ACQUISTI CINESI DEBITO USA AI MASSIMI DAL 2010

ACQUISTI CINESI DEBITO USA AI MASSIMI DAL 2010

Pechino, 17 nov.-  La Cina aumenta gli acquisti di Treasury Bonds americani, mentre aumentano le incertezze sulla situazione del debito pubblico europeo: secondo i dati pubblicati mercoledì dal dipartimento del Tesoro di Washington, a settembre il Dragone ha acquistato bonds a lunga scadenza per 20.7 miliardi di dollari, segnando l'acquisto più rilevante dal marzo 2010. Pechino ha invece lievemente ridotto l'esposizione in T-bills –obbligazioni a breve scadenza- ma i dati più recenti dimostrano che la Cina detiene complessivamente debito pubblico americano per 1150 miliardi di dollari, l'aumento mensile più evidente dall'ottobre 2010.

 

A queste cifre vanno aggiunte le quote di debito pubblico statunitense acquistate tramite piazze terze, la cui stima è sempre estremamente difficile, ma le statistiche non lasciano spazio a dubbi: la Cina continua ad essere il primo creditore degli Stati Uniti, e la tempesta che sta colpendo l'Unione europea spinge Pechino a concedere nuovamente maggiore fiducia al dollaro, dopo che nell'agosto scorso l'acquisto di titoli Made in Usa aveva raggiunto i minimi termini.

 

"Per la Cina è difficile sbarazzarsi di investimenti nei debiti pubblici di altri paesi, perché una mossa del genere risulterebbe in un deprezzamento degli asset che cono già in nostro possesso- ha dichiarato questa settimana il presidente del fondo sovrano cinese China Investment Corporation Gao Xiqing nel corso di un forum economico a Hong Kong-, ma quando parliamo di investimenti internazionali dobbiamo tenere presente se questi rientrano nei nostri interessi o meno.
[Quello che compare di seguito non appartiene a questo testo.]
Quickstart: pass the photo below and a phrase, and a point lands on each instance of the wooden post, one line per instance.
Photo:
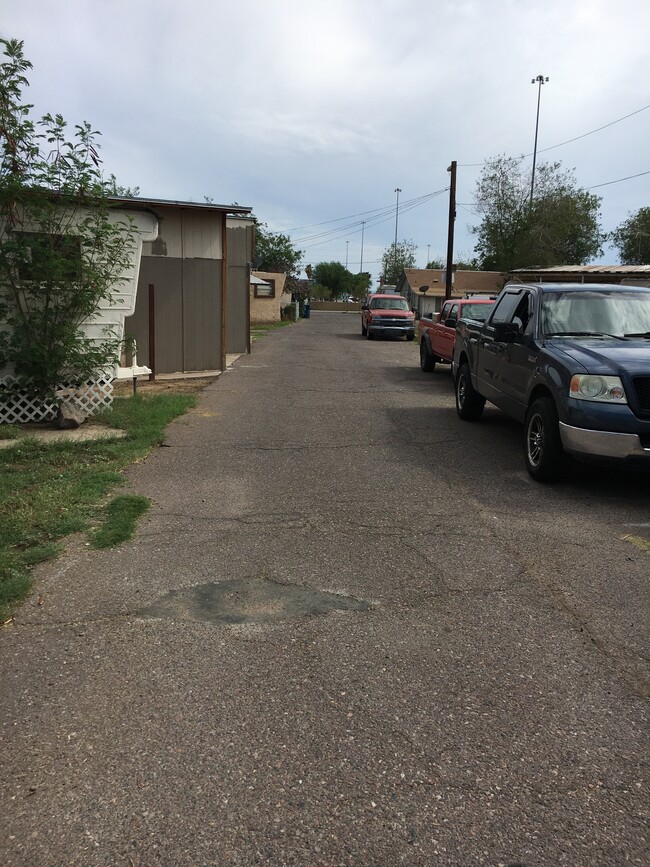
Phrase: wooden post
(152, 333)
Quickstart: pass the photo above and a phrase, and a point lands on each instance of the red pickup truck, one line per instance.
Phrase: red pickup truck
(437, 336)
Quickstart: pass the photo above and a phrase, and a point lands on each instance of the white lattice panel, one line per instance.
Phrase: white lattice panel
(19, 407)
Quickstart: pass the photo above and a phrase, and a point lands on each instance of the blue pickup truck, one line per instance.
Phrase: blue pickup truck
(571, 362)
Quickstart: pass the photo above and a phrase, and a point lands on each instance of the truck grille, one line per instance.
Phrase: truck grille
(642, 389)
(393, 323)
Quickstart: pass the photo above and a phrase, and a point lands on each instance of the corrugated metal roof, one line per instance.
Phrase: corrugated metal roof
(203, 206)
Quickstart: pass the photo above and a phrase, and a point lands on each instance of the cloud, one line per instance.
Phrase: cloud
(293, 134)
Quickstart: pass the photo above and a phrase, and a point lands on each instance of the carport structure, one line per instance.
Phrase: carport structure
(192, 303)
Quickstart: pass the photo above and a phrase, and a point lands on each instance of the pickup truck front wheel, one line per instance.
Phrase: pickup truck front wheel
(427, 361)
(469, 403)
(546, 460)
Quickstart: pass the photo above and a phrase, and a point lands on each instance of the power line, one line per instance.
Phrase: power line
(618, 180)
(353, 228)
(379, 212)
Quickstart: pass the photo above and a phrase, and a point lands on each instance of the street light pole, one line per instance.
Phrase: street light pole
(450, 232)
(363, 226)
(398, 191)
(540, 80)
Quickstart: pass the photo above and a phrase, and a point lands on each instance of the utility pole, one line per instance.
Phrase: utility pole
(450, 233)
(398, 191)
(540, 80)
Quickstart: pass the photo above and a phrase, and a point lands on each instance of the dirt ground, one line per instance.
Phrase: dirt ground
(185, 385)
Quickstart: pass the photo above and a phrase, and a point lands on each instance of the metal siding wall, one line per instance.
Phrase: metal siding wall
(166, 276)
(202, 314)
(202, 234)
(240, 253)
(237, 313)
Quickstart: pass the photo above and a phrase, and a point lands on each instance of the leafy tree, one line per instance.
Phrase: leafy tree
(560, 228)
(335, 278)
(465, 262)
(115, 189)
(361, 284)
(632, 238)
(275, 252)
(61, 254)
(395, 259)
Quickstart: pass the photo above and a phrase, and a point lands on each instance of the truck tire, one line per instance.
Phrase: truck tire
(427, 361)
(469, 403)
(546, 460)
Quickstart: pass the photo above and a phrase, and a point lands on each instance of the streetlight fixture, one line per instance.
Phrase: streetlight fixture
(539, 81)
(398, 191)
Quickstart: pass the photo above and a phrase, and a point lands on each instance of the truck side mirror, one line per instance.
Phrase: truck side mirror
(505, 332)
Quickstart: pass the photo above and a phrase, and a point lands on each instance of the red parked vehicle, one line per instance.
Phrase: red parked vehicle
(437, 336)
(385, 315)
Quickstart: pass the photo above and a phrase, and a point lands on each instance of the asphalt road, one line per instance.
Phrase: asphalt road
(351, 631)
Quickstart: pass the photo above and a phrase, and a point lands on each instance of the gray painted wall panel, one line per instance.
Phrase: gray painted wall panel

Non possiamo semplicemente affermare che la Cina è una nazione generosa, e che possiamo aiutare le economie mature a qualunque costo". Le dichiarazioni di Gao suonano quasi come una risposta a distanza a chi ritiene che la Cina possa intervenire nella crisi del debito pubblico europeo con massicci investimenti.

 

Ma la relazione tra Washington e Pechino è tutt'altro che una luna di miele, come dimostrano le ultime bordate scambiate tra le due sponde del Pacifico: "Le critiche sul tasso di cambio dello yuan sono prive di fondamento e irragionevoli" aveva detto ieri il portavoce del ministero del Commercio cinese Shen Danyang, rispondendo alle ultime affermazioni di Barack Obama. Da Honolulu, dove alla fine della settimana scorsa si è tenuto il summit Apec, il Presidente degli Stati Uniti aveva nuovamente attaccato la valuta cinese, sostenendo che la Cina mantiene provocatoriamente basso il tasso di cambio della sua moneta e che uno yuan svalutato "concede ai prezzi dei prodotti cinesi un vantaggio del 20%-25%  sui mercati globali".

 

Particolarmente agguerrito è anche lo schieramento "anti-Cina" che al Congresso degli Stati Uniti spinge sempre di più per l'adozione di una più dura linea commerciale nei confronti di Pechino: secondo il rapporto presentato ieri da una commissione bipartisan, la moneta cinese "potrebbe rappresentare una sfida al dollaro" già nel brevissimo periodo".

 

"I giorni in cui la Cina era esclusivamente la fabbrica del mondo per i prodotti a basso costo sono sempre più lontani, e la pianificazione economica cinese sta puntando sempre di più sul campo dei prodotti hi-tech e della ricerca di alto livello" si legge nel rapporto. "Allo stesso modo, non sembra più inconcepibile che lo yuan cinese arrivi a rappresentare una seria sfida al dollaro, forse già nel giro di cinque o dieci anni".